The Government has moved closer to introducing legislation to set up a Groceries Code Adjudicator (GCA), its version of what was previously dubbed the ‘supermarket ombudsman’.
The GCA will reside within the Office of Fair Trading (OFT) and will monitor and enforce the Groceries Supply Code of Practice (GSCOP). The Government wants to introduce a draft bill later this year.
The GCA will receive complaints about the way supermarkets interact with their primary suppliers from anyone in the supply chain at home or overseas, and deal with them anonymously. This includes farmers who may not directly supply the large supermarkets.
Non-governmental organisations, trade associations and other organisations cannot lodge complaints directly, but the Department for Business, Innovation and Skills said they will play a useful role in offering advice and assistance.
Consumer Minister Edward Davey said: “We want to make sure that large retailers can’t abuse their power by transferring excessive risks or unexpected costs onto their suppliers. These sorts of pressures are bad for producers and bad for consumers – ultimately they can lead to lower quality goods, less choice and less innovation.

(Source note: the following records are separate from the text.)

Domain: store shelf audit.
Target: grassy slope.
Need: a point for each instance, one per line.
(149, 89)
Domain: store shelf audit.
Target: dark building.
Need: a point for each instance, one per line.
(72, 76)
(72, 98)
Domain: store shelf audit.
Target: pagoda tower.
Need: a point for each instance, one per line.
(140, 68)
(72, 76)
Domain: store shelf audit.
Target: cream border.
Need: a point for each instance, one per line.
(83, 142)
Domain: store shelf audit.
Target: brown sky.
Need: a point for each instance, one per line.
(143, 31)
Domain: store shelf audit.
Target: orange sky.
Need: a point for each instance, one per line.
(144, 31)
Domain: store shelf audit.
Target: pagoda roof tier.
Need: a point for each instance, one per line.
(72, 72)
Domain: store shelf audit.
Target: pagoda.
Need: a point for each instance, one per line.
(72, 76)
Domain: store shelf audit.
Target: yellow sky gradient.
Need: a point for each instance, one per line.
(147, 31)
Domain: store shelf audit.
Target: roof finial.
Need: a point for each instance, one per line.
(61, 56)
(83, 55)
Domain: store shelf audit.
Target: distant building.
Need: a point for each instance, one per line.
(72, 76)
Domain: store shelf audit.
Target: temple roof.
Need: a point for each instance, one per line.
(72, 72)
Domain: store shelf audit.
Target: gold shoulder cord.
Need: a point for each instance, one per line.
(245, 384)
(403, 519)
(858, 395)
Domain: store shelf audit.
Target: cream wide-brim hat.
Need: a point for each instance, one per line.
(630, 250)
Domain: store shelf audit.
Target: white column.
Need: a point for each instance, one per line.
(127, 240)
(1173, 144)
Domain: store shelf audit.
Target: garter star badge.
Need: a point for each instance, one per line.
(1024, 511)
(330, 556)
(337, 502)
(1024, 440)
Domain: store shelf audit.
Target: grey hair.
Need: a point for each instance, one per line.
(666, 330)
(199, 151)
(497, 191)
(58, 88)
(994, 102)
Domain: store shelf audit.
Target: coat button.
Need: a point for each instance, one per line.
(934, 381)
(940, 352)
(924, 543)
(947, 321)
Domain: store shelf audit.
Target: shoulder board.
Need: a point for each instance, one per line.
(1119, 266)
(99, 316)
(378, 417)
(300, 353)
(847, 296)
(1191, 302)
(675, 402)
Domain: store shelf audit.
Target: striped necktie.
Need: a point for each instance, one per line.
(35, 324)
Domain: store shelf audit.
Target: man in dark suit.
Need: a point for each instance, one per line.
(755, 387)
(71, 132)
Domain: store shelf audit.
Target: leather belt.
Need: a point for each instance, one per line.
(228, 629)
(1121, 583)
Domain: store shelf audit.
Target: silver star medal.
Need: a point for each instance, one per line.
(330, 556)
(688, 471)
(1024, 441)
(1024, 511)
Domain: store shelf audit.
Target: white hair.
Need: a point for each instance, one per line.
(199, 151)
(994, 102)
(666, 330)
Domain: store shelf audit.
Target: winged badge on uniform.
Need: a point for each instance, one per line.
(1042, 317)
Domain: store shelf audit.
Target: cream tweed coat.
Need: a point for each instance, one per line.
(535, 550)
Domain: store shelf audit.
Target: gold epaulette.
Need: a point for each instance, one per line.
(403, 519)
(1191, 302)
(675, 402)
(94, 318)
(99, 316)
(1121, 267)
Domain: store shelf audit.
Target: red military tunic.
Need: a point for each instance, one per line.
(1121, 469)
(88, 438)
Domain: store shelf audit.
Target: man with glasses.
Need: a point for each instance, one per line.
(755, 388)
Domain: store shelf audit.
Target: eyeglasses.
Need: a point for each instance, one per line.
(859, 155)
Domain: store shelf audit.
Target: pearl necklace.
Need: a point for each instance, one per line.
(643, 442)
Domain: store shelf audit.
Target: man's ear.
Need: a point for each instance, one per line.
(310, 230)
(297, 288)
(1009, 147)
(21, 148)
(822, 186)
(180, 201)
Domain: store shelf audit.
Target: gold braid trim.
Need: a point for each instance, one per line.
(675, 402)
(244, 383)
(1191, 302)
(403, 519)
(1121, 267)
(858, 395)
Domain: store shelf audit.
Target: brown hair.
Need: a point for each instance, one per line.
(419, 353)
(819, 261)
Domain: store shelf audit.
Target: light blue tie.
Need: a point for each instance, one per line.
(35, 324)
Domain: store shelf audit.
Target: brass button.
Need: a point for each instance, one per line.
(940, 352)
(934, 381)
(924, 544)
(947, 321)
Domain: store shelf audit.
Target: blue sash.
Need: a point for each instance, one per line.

“The Adjudicator will be able to step in to prevent unfair practices continuing – ensuring a fair deal for producers and safeguarding the consumer interest.”
The British Retail Consortium has hit out against the GCA. It said it should not create a GCA until the impact of the GSCOP – introduced in February – has been assessed. It said the new quango is unjustified and against the spirit of better regulation.
BRC director general Stephen Robertson said: “An ‘adjudicator’ will just add unnecessary costs. We fail to see why principles of better regulation don’t apply to grocery retailing, particularly when the additional costs will ultimately affect the prices customers pay.
“The existing code of practice was strengthened and extended as recently as February. It now applies to all the top ten biggest grocery retailers. It gives suppliers more protection and a new right to independent arbitration to resolve disputes. Its effectiveness over several years should be assessed before any decision to introduce further regulation.
“We already have the most regulated grocery sector in the world. The Code the ‘adjudicator’ would administer only applies to suppliers who have a contractual relationship with retailers but there’s a real danger the new body will generate lots of correspondence from suppliers who aren’t covered. Administering those will still clock up costs.”